Friday, October 14, 2011

To know, or not to know, that is the question. Part II

This is our second post on the question of whether or when knowledge is good, and when or whether some kinds of knowledge should be legitimately suppressed.  In the past, we've posted our view that if some people choose not to believe in evolution, but cling to religious explanations of life, that is to be resisted.

Should everyone be forced to recognize what science shows are the realities of life--that, for example, regardless of what we don't yet know about the details of the process, it seems unambiguously clear that life has evolved from common origins on earth?  If religious people are taxpayers, and their reality is belief-based rather than empirical, should they have a right to keep their money from being used to disseminate ideas that they feel are sinful?  Or, just philosophically, is life really better when based on what we today consider true knowledge, rather than on other kinds of stories that may be less empirical but more comforting?

In medical circles, it has seemed unambiguous that knowledge is always good--a lifesaver or at least life-improver. But several examples have shown that this is not so clear.  To know or not to know is a more legitimate question that is widely perceived.

This post is occasioned by another story, perhaps the most definitive to date, about whether PSA (prostate specific antigen) screening is worth doing to detect early prostate cancer in men.  The US Preventive Services Task Force now recommends that healthy men not have PSAs at all.  The same body recommended in 2009 that women undergo far less mammographic screening to detect breast cancer, and the story is similar to challenges to the net value or risk of vaccines, which we've blogged about before.

The new story is a summary analysis of the literature by a government panel, that argues that PSA tests are not definitive.  Various conditions that are totally benign can lead to high PSA levels, while tumors may or may not be detectable.  High levels lead to further testing, some of which is quite invasive and has negative health or lifestyle consequences (impotence, incontinence). And a high fraction of prostate tumors are slow growing, regress on their own, or arise in men who are old enough that they're likely to die of something else before the cancer would become dangerous.

On the whole, the argument is that not screening will lead to less overall negative health consequences than screening.  While some tumors that would have been serious may be detected by screening, the cost of not having that knowledge is less than the cost of having the 'knowledge' of the PSA test.  This is interesting, because the test itself (PSA level in the blood) is basically true knowledge--that is, except for occasional lab mess-ups, the level is correctly being estimated.

But the problem is that this is not by itself 'knowledge' about prostate disease, much less cancer.  The correlation between PSA levels and dangerous cancer is far too indirect.  So, one response is to keep testing and do much more intensive studies of the course of things, maybe by intentionally not treating men with high PSAs while treating others.  But we already know that the latter leads to substantial negative life-experience.  So is that a correct approach?

Instead, one might dump the PSA testing (except where someone is known to be at high risk, such as because of susceptible genotype), and say that we need some other approach to screen for or treat prostate cancer.  Or maybe it is actually 'knowledge' that most tumors are slow-growing and will not kill. Maybe on the whole, not knowing by PSA testing is a better kind of 'knowing' -- knowing that on the whole, not testing leads to lower risk.

We're not acculturated in science to ignore facts.  As we blog frequently about, we often ignore facts if they are inconvenient (as in GWAS and other similar mega-approaches to complex disease), imposing a kind of ignorance upon ourselves---in the name of science!
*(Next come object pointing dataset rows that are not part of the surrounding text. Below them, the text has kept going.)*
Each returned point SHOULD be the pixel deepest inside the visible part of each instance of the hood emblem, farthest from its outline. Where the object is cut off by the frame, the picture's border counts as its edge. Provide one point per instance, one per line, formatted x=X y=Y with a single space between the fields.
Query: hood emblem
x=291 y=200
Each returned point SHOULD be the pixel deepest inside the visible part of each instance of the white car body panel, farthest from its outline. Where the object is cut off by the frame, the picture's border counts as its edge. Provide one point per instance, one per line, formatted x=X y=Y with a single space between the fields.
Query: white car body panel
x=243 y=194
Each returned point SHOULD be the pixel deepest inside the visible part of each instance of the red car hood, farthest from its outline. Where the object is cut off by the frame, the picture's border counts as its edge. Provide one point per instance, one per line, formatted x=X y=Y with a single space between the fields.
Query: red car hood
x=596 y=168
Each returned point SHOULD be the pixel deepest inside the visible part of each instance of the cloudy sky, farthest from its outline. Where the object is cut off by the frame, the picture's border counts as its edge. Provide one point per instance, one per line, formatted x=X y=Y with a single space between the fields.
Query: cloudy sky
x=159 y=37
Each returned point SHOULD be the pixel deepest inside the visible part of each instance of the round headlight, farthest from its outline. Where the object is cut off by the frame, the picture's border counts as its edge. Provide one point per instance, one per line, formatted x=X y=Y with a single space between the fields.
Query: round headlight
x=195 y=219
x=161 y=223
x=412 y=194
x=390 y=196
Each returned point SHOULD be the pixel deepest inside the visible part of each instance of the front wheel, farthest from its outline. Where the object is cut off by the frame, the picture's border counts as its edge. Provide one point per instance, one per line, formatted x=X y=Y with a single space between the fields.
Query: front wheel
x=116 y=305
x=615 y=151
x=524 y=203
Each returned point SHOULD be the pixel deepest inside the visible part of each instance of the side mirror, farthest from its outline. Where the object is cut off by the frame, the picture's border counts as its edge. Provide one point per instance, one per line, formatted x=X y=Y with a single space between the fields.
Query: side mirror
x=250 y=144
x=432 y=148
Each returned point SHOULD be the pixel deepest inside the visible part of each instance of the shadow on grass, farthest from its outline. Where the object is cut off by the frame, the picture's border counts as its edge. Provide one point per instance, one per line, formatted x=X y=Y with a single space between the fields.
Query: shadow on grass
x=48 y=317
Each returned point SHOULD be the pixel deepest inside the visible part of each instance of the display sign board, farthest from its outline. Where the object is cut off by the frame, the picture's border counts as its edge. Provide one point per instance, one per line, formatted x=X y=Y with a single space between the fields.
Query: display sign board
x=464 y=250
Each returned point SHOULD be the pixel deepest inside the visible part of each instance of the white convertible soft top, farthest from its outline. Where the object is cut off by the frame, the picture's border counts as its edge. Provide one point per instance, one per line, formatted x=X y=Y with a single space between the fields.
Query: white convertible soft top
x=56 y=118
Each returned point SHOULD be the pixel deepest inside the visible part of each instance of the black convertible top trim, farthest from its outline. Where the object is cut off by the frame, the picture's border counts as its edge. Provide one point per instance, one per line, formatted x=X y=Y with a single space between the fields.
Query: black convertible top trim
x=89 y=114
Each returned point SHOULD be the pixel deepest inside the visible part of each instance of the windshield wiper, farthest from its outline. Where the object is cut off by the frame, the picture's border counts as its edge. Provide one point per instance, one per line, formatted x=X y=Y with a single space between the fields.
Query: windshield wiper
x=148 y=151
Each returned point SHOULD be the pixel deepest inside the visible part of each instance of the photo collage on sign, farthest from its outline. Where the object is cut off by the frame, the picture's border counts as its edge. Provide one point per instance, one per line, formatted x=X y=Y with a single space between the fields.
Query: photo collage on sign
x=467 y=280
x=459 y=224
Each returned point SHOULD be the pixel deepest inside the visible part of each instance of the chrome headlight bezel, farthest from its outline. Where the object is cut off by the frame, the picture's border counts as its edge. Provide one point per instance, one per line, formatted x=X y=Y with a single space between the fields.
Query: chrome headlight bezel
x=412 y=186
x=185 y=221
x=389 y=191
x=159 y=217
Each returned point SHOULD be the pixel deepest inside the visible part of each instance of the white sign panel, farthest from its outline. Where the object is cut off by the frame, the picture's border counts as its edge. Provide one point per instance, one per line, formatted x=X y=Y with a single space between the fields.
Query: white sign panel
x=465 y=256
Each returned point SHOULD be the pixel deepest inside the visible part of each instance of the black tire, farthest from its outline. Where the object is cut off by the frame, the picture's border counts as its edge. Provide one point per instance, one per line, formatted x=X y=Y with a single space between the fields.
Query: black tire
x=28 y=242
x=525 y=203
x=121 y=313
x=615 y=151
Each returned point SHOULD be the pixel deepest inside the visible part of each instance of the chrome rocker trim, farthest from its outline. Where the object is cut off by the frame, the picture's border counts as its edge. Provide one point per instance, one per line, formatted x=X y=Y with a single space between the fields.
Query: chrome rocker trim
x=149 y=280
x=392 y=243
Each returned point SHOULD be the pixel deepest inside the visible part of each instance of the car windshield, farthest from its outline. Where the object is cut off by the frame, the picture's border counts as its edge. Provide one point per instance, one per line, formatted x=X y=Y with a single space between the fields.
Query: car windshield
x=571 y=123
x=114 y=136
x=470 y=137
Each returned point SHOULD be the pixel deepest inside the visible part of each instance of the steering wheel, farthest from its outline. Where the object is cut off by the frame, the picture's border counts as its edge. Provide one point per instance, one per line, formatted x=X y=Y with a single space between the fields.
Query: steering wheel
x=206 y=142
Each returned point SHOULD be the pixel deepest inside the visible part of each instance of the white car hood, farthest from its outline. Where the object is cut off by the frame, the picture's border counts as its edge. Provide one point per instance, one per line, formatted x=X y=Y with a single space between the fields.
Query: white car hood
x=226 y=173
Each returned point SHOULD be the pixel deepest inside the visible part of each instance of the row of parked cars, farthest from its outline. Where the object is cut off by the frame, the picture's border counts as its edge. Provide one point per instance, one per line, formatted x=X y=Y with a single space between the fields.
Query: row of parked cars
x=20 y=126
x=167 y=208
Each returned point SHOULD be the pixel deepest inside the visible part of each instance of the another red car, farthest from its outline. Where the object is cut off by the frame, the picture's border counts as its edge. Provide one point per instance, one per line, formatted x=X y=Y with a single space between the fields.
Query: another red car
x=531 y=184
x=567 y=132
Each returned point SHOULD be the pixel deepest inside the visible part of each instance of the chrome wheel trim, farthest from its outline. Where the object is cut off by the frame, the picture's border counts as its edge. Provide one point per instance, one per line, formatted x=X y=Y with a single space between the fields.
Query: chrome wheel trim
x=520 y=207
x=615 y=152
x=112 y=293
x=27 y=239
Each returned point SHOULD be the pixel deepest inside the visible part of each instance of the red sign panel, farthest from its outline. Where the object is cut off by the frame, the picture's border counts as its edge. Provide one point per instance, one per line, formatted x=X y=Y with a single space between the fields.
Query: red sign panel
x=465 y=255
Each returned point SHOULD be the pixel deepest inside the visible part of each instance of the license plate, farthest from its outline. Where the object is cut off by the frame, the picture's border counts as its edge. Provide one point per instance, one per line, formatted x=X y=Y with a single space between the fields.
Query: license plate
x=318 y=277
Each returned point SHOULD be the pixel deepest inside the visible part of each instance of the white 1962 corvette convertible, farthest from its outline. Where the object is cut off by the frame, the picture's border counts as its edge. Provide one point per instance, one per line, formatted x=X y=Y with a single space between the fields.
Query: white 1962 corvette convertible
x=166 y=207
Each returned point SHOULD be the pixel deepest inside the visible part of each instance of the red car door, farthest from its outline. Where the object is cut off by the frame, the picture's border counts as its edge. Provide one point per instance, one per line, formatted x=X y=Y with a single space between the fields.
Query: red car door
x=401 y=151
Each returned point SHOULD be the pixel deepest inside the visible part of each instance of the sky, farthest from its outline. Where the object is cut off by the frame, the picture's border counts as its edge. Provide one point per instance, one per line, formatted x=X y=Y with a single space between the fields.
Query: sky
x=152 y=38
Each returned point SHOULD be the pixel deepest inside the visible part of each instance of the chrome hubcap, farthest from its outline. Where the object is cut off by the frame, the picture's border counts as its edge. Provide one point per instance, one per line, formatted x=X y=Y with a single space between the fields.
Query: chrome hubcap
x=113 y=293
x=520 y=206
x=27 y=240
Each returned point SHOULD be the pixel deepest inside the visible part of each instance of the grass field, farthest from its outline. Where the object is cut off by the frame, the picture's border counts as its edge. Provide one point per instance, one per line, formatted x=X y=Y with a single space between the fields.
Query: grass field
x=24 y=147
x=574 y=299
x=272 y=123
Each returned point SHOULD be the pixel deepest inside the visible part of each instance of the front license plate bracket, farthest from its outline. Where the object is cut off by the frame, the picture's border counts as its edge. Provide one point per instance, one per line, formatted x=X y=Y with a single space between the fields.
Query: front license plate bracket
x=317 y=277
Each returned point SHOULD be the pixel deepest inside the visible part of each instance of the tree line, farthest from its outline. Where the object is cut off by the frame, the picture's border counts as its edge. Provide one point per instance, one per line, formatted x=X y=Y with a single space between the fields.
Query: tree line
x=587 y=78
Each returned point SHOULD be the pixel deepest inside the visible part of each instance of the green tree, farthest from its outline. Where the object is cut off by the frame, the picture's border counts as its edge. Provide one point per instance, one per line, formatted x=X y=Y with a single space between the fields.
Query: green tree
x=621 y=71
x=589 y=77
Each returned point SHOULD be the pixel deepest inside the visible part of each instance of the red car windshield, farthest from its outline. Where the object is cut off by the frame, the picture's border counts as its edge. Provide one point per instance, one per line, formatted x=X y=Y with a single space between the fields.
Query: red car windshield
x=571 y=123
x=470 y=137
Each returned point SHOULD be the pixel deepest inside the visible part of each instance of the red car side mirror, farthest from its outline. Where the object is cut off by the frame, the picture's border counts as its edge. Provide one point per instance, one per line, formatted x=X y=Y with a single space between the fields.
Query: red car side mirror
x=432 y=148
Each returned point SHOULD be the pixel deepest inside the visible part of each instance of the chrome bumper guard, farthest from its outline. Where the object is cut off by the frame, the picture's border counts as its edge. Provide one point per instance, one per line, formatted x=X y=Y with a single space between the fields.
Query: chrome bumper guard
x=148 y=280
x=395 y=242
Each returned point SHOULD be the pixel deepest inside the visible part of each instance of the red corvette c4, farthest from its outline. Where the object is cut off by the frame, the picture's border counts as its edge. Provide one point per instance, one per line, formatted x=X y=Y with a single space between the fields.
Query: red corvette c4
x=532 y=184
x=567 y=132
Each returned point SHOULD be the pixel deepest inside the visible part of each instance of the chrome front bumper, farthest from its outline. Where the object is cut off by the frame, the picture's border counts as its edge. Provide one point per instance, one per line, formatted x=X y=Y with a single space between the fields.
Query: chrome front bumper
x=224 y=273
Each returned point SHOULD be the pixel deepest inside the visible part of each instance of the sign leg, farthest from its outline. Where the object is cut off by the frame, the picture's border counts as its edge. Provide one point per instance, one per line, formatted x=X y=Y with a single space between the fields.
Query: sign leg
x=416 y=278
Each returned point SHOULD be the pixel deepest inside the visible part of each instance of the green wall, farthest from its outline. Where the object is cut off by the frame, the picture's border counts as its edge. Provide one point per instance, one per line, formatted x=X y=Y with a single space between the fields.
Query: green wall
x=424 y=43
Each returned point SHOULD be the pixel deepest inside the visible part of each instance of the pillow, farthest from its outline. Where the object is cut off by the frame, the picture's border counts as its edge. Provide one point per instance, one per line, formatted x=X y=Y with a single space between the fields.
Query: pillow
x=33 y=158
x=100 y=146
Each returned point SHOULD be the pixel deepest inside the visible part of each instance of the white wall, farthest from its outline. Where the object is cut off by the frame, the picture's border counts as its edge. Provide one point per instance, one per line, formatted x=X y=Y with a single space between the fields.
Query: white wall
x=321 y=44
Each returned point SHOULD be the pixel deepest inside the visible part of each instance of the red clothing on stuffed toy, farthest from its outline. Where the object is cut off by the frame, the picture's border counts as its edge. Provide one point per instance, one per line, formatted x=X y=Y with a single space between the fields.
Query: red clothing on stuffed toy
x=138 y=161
There are many other ways in which science is ostrich-like, either for this reason, or because of politics (as in covering up of tobacco risks in past decades).

Robert Proctor has coined the term 'agnotology' to refer to ways in which science or society intentionally or otherwise remains un-knowing (agnostic).

It is far from clear that science tells us how the world 'really' is, rather than how our best understanding, based on current approaches and value systems, tells us it is.  Other worldviews satisfy some human needs much in the way science does.  And history shows that current scientific 'truth' will later be shown to be wrong, often fundamentally wrong.

In the case of balance of risks, as in PSA testing, we see other ways in which intentionally choosing not to know is a meaningful reflection of what we do know.  That itself is a kind of knowledge.  Subtle issues pervade even science's ideology that knowledge is always good.